Final Project Documentation – Katie

Background

I knew going into this project that I wanted to create something related to human vs. computer vision. Instead of trying to contrast the two though, I thought it could be interesting to try to create a visual dialogue between them using videos and images. What came out of these efforts was object[i].className==”person”, an art/photography booklet that deals with human subject matter, or objects classified as “person.” 

The theme of human vs. computer perception is something I’ve tried to explore throughout the course of the semester. Initially, I was interested in What I saw before the darkness by AI Told Me, which deals with computer vision when shutting off neurons of a neural network. I was greatly inspired by the duo Shinseungback Kimyonghun, specifically the works FADTCHA (2013) and Cloud Face (2012), which both involve finding human forms in nonhuman objects.

Methodology

I first started by using the ml5.js bodyPix() and poseNet() models to see where points of the body could be detected in outdoor spaces. 

test1

This was fine as a test, but didn’t provide any interesting or clear data that I felt I could use moving forward. I decided to switch to using the ml5.js YOLO() model to capture full, bounded images that could be used as content. To go along with this, using the webcam feed provided very low quality images as well; to improve this, I used video taken on a DSLR as input. This fixed issues with the image quality, but presented new issues with the bounding and image detection in itself–because the model couldn’t process at the same speed of the video, it would run at a delayed speed, resulting in inaccuracy. Instead, I slowed down the videos to 10% speed, and then it functioned much more smoothly.

testwalkway

I ran into some challenges with the code as well, mostly with how to get and save the images. It was fitting that the solution ended up being using a combination of the get() and save() functions. The final code was relatively simple. 
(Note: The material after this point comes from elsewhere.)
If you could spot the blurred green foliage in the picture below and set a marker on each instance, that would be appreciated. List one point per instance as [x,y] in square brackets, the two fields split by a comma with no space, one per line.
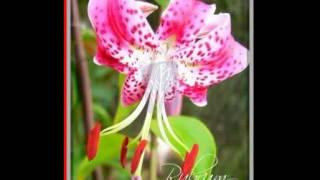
[226,115]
What came out of this was a lot of very interesting images. A few of these:

I then used my own vision and decisions to pull these images together into various compositions to form a book.

further development

I was really interested in this project and would love to continue to work on it. I think what would benefit the project the most would be to continue to enable this conversation between human and machine on the topic of perception, however that may be. One way would be to gather opinions or thoughts on this from other people and to incorporate those words. Since I don’t want this to have an argument or a theory to prove, but rather to be more of an experiment, I don’t think I would be too strict on which content to include or to not include, as long as it relates to this topic of perception and vision. After that, it’s difficult to say what I would do, since each step relies heavily on what results come previously.

Final code with videos:

Github

Sources:

What I saw before the darkness

FADTCHA

Cloud Face

ml5.js bodyPix

ml5.js poseNet

ml5.js YOLO

Final Project Concept – Katie

For my final project, I am focusing on the theme of human vs. computer perception. This is something I’ve tried to explore through my midterm concept and initial plan of reconstructing humans from image classification of parts. When I talked with Aven, I realized there were other, less convoluted ways of investigating this that would allow the work of the computer to stand out more. He showed me the examples from the duo Shinseungback Kimyonghun that also follow these ideas; specifically I was more inspired by the works FADTCHA (2013) and Cloud Face (2012), which both involve finding human forms in nonhuman objects.  

fadtcha

These works both show the difference in which a face detection algorithm can detect human faces, but humans cannot. Whether or not it’s because CAPTCHA images are very abstract, and whether or not it’s because the clouds are fleeting doesn’t matter; this difference is still exposed.

cloud-face

I wanted to continue with this concept by using a human body-detecting algorithm to find human forms in different spaces where we cannot see them. Because I’m most familiar/comfortable with the ml5.js example resources, I started by using BodyPix to do some initial tests, which was interesting as far as seeing what parts of buildings are seen as body segments, but it’s not a clear idea. Then I tried using PoseNet to see where points of the body could be detected. 

test1

test2

This was a little more helpful, but still has a lot of flaws. These two images were the shots where the highest number of body points could be detected (other shots had anywhere from 1-4 points, but no similar shape to human body), but still this doesn’t seem concrete enough to use as data. I plan on using a different method for body detection—as well as a better quality camera—to continue working toward the final results.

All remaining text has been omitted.